Abstract
Babesiosis is an emerging health risk, and clinicians need to be aware of its different clinical manifestations. In our cohort of 38 patients, almost half did not recall a tick bite, and diagnosis was delayed due to the nonspecific nature of symptoms. Sixty-eight percent of patients required hospitalization, with 21% requiring intensive care unit stay. Coinfection with Lyme, anaplasma, or both Lyme and anaplasma was seen in 24%, 5%, and 8% of the patients, respectively. None of the patients in our cohort died from their disease.

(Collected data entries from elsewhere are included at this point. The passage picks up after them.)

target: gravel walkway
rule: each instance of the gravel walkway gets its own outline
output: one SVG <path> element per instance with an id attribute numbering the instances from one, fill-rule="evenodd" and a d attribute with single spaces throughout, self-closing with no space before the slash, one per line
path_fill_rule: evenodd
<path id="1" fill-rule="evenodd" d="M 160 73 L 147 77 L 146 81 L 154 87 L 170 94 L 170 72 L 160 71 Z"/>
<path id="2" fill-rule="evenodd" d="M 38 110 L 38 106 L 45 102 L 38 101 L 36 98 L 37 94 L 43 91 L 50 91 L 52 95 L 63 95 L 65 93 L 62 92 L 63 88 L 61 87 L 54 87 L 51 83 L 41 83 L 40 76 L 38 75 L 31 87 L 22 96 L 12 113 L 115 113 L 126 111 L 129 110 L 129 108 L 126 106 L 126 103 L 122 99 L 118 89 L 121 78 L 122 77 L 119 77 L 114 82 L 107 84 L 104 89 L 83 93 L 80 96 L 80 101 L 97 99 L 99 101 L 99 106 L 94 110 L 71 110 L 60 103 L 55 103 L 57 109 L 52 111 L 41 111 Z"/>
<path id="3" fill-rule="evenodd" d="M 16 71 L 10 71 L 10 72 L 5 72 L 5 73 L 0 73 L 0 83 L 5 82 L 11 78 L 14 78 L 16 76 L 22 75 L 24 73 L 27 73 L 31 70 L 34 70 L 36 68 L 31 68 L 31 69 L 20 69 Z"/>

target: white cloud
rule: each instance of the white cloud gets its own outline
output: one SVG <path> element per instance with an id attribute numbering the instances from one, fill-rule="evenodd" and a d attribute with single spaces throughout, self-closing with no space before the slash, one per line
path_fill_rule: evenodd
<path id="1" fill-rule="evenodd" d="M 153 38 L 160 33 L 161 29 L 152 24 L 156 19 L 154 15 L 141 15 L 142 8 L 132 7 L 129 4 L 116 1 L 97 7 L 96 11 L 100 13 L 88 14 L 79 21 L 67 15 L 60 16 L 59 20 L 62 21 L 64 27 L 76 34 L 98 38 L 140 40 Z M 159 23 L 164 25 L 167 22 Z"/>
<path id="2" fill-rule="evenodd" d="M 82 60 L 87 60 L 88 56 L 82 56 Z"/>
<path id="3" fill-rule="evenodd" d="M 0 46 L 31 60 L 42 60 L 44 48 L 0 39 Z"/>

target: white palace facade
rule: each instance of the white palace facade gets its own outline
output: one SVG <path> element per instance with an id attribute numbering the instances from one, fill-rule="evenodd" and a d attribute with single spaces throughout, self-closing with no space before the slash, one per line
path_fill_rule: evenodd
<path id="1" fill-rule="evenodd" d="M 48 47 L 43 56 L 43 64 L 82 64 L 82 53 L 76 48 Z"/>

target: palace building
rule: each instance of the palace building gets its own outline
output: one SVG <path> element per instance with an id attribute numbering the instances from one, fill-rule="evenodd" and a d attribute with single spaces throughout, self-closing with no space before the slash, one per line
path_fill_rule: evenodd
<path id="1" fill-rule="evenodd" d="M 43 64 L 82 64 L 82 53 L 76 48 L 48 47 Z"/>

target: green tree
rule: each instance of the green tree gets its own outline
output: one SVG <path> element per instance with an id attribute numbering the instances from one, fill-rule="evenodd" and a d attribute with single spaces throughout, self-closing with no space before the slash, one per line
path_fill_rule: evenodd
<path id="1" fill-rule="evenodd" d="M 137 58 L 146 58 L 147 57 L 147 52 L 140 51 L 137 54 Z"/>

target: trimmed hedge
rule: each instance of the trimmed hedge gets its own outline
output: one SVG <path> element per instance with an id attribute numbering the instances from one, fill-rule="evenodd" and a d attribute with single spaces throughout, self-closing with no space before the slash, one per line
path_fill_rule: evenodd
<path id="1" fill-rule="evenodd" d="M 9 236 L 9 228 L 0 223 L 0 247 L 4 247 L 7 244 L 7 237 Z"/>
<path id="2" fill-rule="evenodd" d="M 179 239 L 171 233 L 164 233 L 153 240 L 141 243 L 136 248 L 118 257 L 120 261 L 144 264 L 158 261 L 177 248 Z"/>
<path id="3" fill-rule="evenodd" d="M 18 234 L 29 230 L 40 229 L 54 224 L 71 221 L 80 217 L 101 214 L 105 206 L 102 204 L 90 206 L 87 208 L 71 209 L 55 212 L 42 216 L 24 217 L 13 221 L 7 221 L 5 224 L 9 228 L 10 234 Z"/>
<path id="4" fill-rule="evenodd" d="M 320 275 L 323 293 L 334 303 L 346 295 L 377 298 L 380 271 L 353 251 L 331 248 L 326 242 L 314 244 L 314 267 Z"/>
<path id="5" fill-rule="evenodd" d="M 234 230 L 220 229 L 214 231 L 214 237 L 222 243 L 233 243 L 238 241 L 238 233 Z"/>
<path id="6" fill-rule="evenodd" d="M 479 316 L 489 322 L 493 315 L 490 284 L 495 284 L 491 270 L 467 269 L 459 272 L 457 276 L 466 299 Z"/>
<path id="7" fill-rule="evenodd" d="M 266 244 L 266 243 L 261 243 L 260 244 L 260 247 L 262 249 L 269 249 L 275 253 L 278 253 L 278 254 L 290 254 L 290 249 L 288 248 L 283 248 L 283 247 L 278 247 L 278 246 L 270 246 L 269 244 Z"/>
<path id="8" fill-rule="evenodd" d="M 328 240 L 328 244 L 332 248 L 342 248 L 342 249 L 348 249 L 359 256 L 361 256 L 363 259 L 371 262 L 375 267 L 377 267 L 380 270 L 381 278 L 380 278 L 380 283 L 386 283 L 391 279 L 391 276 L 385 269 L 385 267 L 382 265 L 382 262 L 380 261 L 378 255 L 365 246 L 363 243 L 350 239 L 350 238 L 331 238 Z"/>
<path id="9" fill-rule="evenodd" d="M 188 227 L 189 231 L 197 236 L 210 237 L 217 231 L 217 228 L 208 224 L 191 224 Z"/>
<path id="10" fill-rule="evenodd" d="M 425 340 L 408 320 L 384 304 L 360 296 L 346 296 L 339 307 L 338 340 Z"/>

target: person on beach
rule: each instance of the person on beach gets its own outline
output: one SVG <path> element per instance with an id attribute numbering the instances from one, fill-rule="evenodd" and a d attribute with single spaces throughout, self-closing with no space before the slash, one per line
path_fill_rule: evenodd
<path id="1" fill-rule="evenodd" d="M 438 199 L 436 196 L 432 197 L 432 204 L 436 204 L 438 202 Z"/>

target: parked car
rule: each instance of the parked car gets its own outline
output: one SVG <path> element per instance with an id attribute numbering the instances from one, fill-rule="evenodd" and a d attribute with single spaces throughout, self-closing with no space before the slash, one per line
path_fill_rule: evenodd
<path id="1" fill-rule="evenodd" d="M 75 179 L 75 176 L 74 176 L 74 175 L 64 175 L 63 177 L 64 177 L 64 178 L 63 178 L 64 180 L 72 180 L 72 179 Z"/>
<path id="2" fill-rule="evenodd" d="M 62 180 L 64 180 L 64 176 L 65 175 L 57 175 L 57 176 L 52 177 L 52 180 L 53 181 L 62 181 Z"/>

Keywords: babesiosis, parasitic infection, tick-borne illness
Babesiosis is an increasingly frequent worldwide disease caused by a tick-borne malaria-like protozoa that infects host erythrocytes [1]. Although mainly transmitted by ticks, rare cases have been reported after blood transfusion or solid organ transplantation [2, 3]. Perinatal transmission has also been reported [4]. There are multiple Babesia species that cause human disease, including B. microti, B. divergens, B. duncani, and B. venatorum. The number of reported cases in the United States has been increasing, from about 1100 cases in 2011 to nearly 1800 cases in 2014 and almost 2400 in 2017 [5]. The clinical course can vary from an asymptomatic infection to a rapidly fatal fulminant infection [6]. We describe the largest series of Midwestern patients with babesiosis to date based on our institutional experience over a 14-year period.
METHODS
We performed a retrospective review of all adult patients diagnosed with babesiosis at 3 Midwestern sites (2 MN, 1 WI) of the Mayo Clinic between January 1, 2005, and December 31, 2017. The study was approved by our institutional review board. To avoid the ambiguity of serologic diagnosis, our case definition required the diagnosis to be established by blood smear or polymerase chain reaction (PCR) in addition to a clinical syndrome compatible with babesiosis [7]. Using these criteria, our chart review identified 38 patients diagnosed with and treated for babesiosis. We reviewed each patient chart for demographic information, including age at diagnosis, sex, race, presence of spleen, medical comorbidities (ie, diabetes mellitus or iatrogenic immunosuppression), and date of diagnosis. Additionally, we evaluated the clinical presentation for the presence of specific signs and symptoms, including malaise, chills, fevers, subjective fever, arthralgias, nausea, and anorexia. We also identified what the highest level of care (outpatient, inpatient, intensive care unit [ICU]) was for each episode. Finally, we recorded duration from symptoms to diagnosis, index hemoglobin, percent parasitemia on smear, method of diagnosis, treatment course, and ultimate outcome.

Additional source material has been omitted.